Je vous invite aussi à emprunter le chemin des Caprines à Vesc, où quelques artistes ont disséminé leurs oeuvres, dont ces époustouflants "Hommes en marche"; celui de Muston, pasteur à Bourdeaux de 1836 à 1888, une plaque du patrimoine drômois le décrit : théologien, historien, naturaliste, poète, dessinateur, médecin, il soigna gratuitement ses paroissiens par l'homéopathie, la radiesthésie et les plantes, résolument républicain, il s'opposa au coup d'état de 1851, ami de V.Hugo, Michelet, G.Sand, Mistral, Rouvier et H.Fabre avec qui il correspond ; celui des protestants au col de la Chaudière où passaient les pourchassée pour se réfugier en Suisse. Les chemins nous content un pays, nous montrent notre vie, nous offrent le monde et ses richesses. Un chemin nous a dernièrement emmenées jusqu'à un lieu-dit "Le calme" : une maison incrustée dans les champs irisés, seuls, sertie dans le profil du col.
C'est là, je suis arrivée, je ne reprends pas la marche -pour le moment- et je vous rends les mots. Je n'en ai plus besoin.

"Un chemin ? qu'est-ce qu'un chemin et pourquoi ? Le prendre sur la droite, et disparaître avec lui ? Mais à quoi bon disparaître ? Le ciel est si vaste et si immobile, dans la chaleur. Le monde est tellement plus vaste quand on le regarde à travers la découpe d'une porte" Y. Bonnefoy "La longue chaîne de l'ancre"

jeudi 24 septembre 2009

Ecrire


" Travailler la langue de sorte qu'elle soit aussi le support de ce qu'elle a à dire. Chercher le rythme qui reflète les mouvements intérieurs, le tout premier lieu. S'entourer de phrases comme on est entouré de murs,d'un sol, d'un plafond, se laisser encercler par la répétition d'un mot, puis d'un autre, bleu et blanc, les mots tournent autour de moi pour former mon lieu, je répète "ici" et "là", je demande aux mots de délimiter une sensation, la rendre visible, cette sensation qui erre dans la pièce jusqu'à ce qu'elle vienne se poser dans le texte. Faire du livre un espace où quelque chose se tient. Attirer le lecteur à l'intérieur, dans ce rectangle ouvert.
Monter des murs de mots, et de ponts.
Ouvrir grâce à eux les portes fermées à clé"

Lise Beninca "Balayer, fermer, partir"

vendredi 18 septembre 2009

Les onze



Combleux, Monsieur.
Vous ne connaissez pas Combleux? A Combleux tout est clair. C'est l'enfance. C'est bien avant Les Onze, bien avant le grand tableau d'ombre dans lequel la clarté pièce à pièce est enfouie, bien avant que l'or et le soufre, le bleu, le blanc, le rouge, les couleurs trines de la République une et indivisible, dansent dans le noir, se lèvent calmement dans le fond de la nuit. A Combleux il fait jour. Il y a le fleuve, le ciel, l'été. On est loin de ventôse. C'est à Combleux qu'il faut revenir, pour bien voir l'enfant; et pour voir les deux femmes en grandes jupes claires qui fléchissent éperdument vers lui.
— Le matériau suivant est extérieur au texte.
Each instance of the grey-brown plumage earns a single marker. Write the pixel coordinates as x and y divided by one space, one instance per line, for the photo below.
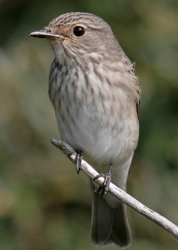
96 98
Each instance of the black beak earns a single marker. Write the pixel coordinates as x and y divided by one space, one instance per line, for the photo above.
45 34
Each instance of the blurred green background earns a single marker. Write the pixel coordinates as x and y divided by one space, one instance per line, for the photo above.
44 204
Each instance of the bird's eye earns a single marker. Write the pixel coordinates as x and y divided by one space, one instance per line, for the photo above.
79 31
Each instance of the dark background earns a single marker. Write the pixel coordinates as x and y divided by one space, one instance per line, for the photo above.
44 204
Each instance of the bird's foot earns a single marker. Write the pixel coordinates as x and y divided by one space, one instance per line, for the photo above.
78 159
107 180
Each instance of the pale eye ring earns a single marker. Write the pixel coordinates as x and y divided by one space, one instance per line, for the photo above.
79 31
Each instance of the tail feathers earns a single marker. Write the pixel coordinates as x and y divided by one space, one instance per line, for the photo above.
108 224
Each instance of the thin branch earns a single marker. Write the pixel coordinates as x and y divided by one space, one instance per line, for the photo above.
117 192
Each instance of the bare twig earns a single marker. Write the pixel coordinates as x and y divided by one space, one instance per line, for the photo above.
117 192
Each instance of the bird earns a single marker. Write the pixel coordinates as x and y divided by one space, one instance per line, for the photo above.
96 98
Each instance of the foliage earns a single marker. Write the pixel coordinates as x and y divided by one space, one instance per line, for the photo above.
44 204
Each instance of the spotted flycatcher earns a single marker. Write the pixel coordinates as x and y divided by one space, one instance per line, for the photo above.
96 98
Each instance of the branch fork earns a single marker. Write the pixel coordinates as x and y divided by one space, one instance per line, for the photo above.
117 192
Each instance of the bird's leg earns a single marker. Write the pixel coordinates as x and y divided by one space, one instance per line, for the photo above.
78 159
107 179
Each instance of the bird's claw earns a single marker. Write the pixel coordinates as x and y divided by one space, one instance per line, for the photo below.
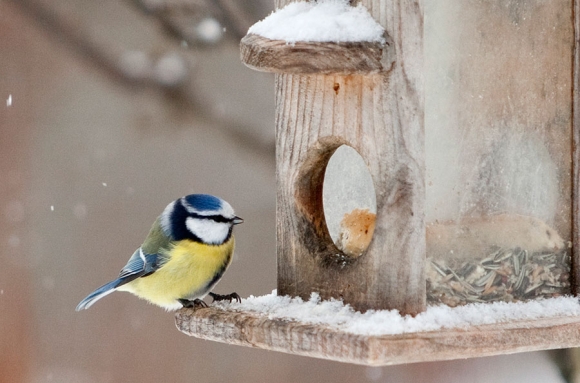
229 297
196 303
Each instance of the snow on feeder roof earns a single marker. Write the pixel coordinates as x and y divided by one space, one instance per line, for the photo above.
471 250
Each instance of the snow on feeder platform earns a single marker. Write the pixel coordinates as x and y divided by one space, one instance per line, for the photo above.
462 114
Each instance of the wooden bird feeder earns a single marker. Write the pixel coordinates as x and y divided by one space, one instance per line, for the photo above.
466 116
Pierre Michon "Les Onze" ( Verdier)

lundi 14 septembre 2009

Crassiers de Michon

Avant la rencontre vendredi 18 avec P. Michon, un avant-goût avec cet extrait d'un texte intitulé "L'âge de fer", dans le livre "Illusions sur mesure" de G. Macé. C'est un texte sur Sinté et dédié à Agnès Castiglione qui a invité P Michon


"...Quand on remonte au jour, vaguement ébloui s'il fait beau, le regard se tourne vers ce qu'on appelle ailleurs les terrils, et qu'on nomme ici les crassiers Michon : deux faux volcans mal éteints qui continuent leur combustion lente, depuis trente ans que le site s'est arrêté, à cause des gaz et du charbon emprisonnés dans ces pyramides de poussières . Pour les rendre moins tristes on a planté des acacias sur leurs flancs, car si l'on ne croit plus à l'éternité dur comme fer, on plante encore des arbres: du charbon dans trois cents millions d'années, à condition qu'on laisse à la terre le loisir de produire ce diamant noir, qui transformait les mineurs en pierrots maquillés de ténèbres,dont les yeux clairs étaient cernés en permanence d'un khôl naturel ;sauf les jours de fête et de Sainte Barbe, où le nez sur la glace on frottait le moindre interstice, afin de se refaire, luxe suprême et carnaval à l'envers, la tête de tout le monde..."

samedi 12 septembre 2009

lundi 7 septembre 2009

silence


Après une semaine de "retraite", les pages s'accumulent, une histoire prend forme. La vie pourrait s'écouler ainsi à l'infini... village vide, lumière plus belle que jamais, silence


"...Quand il se réveille la nuit proche a allongé les ombres et le monde a pris une douceur de songe.Le crissement des cigales de fortissimo s'est presque éteint. Au-dessus de sa tête, les arbres découpent dans le ciel des nuages sombres qui jettent sur le sol une ombre plus foncée. Il se met à parler bas à Anis, paisiblement, avec des intervalles de silence. La solitude, le parfum du bois, l'ombre du feuillage l'incitent au silence. De la terre monte un silence frais à l'oreille, la terre entière a l'âge de Paul. Le jour touche à sa fin..."

mercredi 2 septembre 2009

moi aussi j'ai mes voix



Bon d'accord, ce n'est peut être pas un amplificateur haut-parleur ni même un sonotone d'un modèle un peu ancien ; il s'agit même à coup probable d'un système de chauffage, vu le tuyau responsable de l'adduction, qui tient davantage de la plomberie -qui comme chacun le sait n'a jamais transporté d'ondes- que de l'archange Gabriel. N'empêche, Solange était peut-être frîleuse, (avec un ^) et ça on n'en sait rien.
Quant aux moutons, on ne va pas chipoter sur leur taille, c'est déjà pas facile de se tenir immobile sur un si petit espace, alors à 5, je voudrais vous y voir...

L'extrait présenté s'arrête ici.